Plataforma
go
Componente
github.com/pinchtab/pinchtab
Corregido en
0.7.8
0.7.7
CVE-2026-30834 describes a Server-Side Request Forgery (SSRF) vulnerability discovered in PinchTab, a Go application. This flaw allows attackers to exfiltrate full responses through the download handler, potentially exposing sensitive data. The vulnerability impacts versions of PinchTab before 0.7.7, and a patch has been released to address the issue.
The SSRF vulnerability in PinchTab allows an attacker to craft malicious requests that the application forwards to internal or external resources. Because the download handler allows full response exfiltration, an attacker could potentially retrieve sensitive data from internal services or external websites that PinchTab is configured to access. This could include API keys, database credentials, or other confidential information. The blast radius extends to any resources accessible by the PinchTab instance, potentially impacting internal network services and external data sources.
CVE-2026-30834 was publicly disclosed on 2026-03-10. There is no indication of active exploitation campaigns at this time. No public proof-of-concept (POC) code has been released. The vulnerability is not currently listed on the CISA KEV catalog.

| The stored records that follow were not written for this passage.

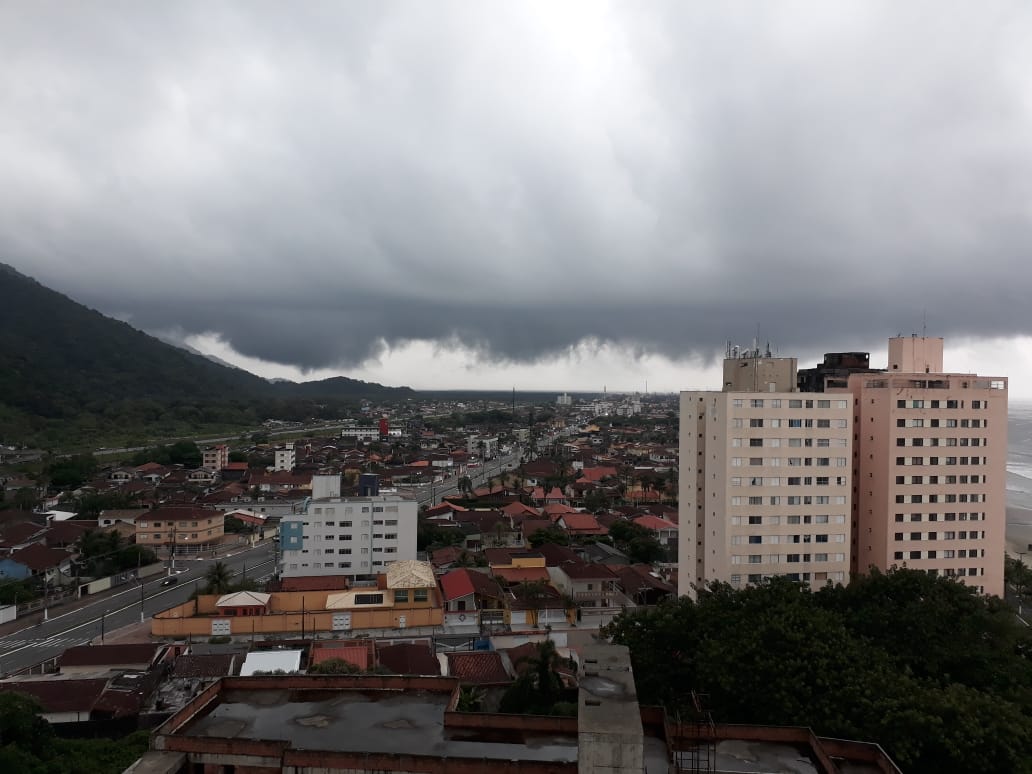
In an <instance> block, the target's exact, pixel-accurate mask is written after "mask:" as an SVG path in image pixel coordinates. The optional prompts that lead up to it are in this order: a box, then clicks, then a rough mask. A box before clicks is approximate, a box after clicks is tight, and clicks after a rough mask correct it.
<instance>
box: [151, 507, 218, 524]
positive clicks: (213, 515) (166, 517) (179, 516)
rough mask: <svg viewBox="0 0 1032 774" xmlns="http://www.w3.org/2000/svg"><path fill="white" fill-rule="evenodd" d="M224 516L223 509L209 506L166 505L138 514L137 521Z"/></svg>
mask: <svg viewBox="0 0 1032 774" xmlns="http://www.w3.org/2000/svg"><path fill="white" fill-rule="evenodd" d="M216 517H218V518H220V519H221V518H222V517H223V513H222V511H213V510H211V509H208V508H196V507H194V506H166V507H164V508H156V509H155V510H153V511H148V513H146V514H143V515H141V516H137V517H136V523H137V524H138V523H139V522H140V521H146V522H147V523H151V522H152V521H199V520H201V519H213V518H216Z"/></svg>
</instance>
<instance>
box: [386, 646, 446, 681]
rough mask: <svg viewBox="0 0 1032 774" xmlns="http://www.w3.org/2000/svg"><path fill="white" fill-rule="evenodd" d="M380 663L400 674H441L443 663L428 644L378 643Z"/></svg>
mask: <svg viewBox="0 0 1032 774" xmlns="http://www.w3.org/2000/svg"><path fill="white" fill-rule="evenodd" d="M377 658H379V659H380V664H381V666H383V667H386V668H387V669H389V670H390V671H391V672H393V673H395V674H398V675H440V674H441V663H440V662H439V660H438V659H437V656H434V655H433V653H432V652H430V648H429V646H428V645H426V644H413V643H401V644H399V645H378V646H377Z"/></svg>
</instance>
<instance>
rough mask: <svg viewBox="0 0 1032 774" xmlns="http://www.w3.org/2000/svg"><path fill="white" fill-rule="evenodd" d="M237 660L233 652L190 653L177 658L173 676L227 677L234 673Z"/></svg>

Organizations deploying PinchTab in environments with access to sensitive internal resources or external APIs are at risk. Specifically, those using PinchTab as a proxy or gateway for accessing internal services are particularly vulnerable, as the SSRF vulnerability could be leveraged to bypass access controls and retrieve confidential data.
• go / application: Inspect PinchTab configuration files for any unusual or unexpected URLs in the download handler.
grep -r 'download_url' /path/to/pinchtab/config/*.yaml• generic web: Monitor access logs for unusual outbound requests originating from the PinchTab server. Look for requests to internal IP addresses or unexpected domains.
curl -v <pinchtab_url>/download?url=<suspicious_url>disclosure
Estado del Exploit
EPSS
0.01% (2% percentil)
CISA SSVC
Vector CVSS
The primary mitigation for CVE-2026-30834 is to upgrade PinchTab to version 0.7.7 or later, which includes the fix for the SSRF vulnerability. If upgrading is not immediately feasible, consider implementing a Web Application Firewall (WAF) with rules to block suspicious outbound requests. Restrict network access to the PinchTab instance to only necessary resources. Thoroughly review and validate any external URLs used by the download handler to prevent unintended access to sensitive data. After upgrading, confirm the fix by attempting to trigger the SSRF vulnerability with a known malicious URL and verifying that the request is blocked or handled securely.
Actualice PinchTab a la versión 0.7.7 o superior. Esta versión contiene la corrección para la vulnerabilidad SSRF. Puede actualizar usando el gestor de paquetes de Python, pip, ejecutando `pip install --upgrade pinchtab`.
Análisis de vulnerabilidades y alertas críticas directamente en tu correo.
CVE-2026-30834 is a Server-Side Request Forgery (SSRF) vulnerability in PinchTab, allowing attackers to exfiltrate full responses via the download handler.
You are affected if you are running a version of PinchTab prior to 0.7.7. Upgrade to the latest version to mitigate the risk.
Upgrade PinchTab to version 0.7.7 or later. Consider implementing WAF rules and restricting network access as temporary mitigations.
There is currently no indication of active exploitation campaigns for CVE-2026-30834.
Refer to the PinchTab project's GitHub repository for updates and advisories related to CVE-2026-30834: [https://github.com/pinchtab/pinchtab](https://github.com/pinchtab/pinchtab)
Sube tu archivo de dependencias y detecta esta y otras CVEs al instante.
Sube tu archivo go.mod y te decimos al instante si estás afectado.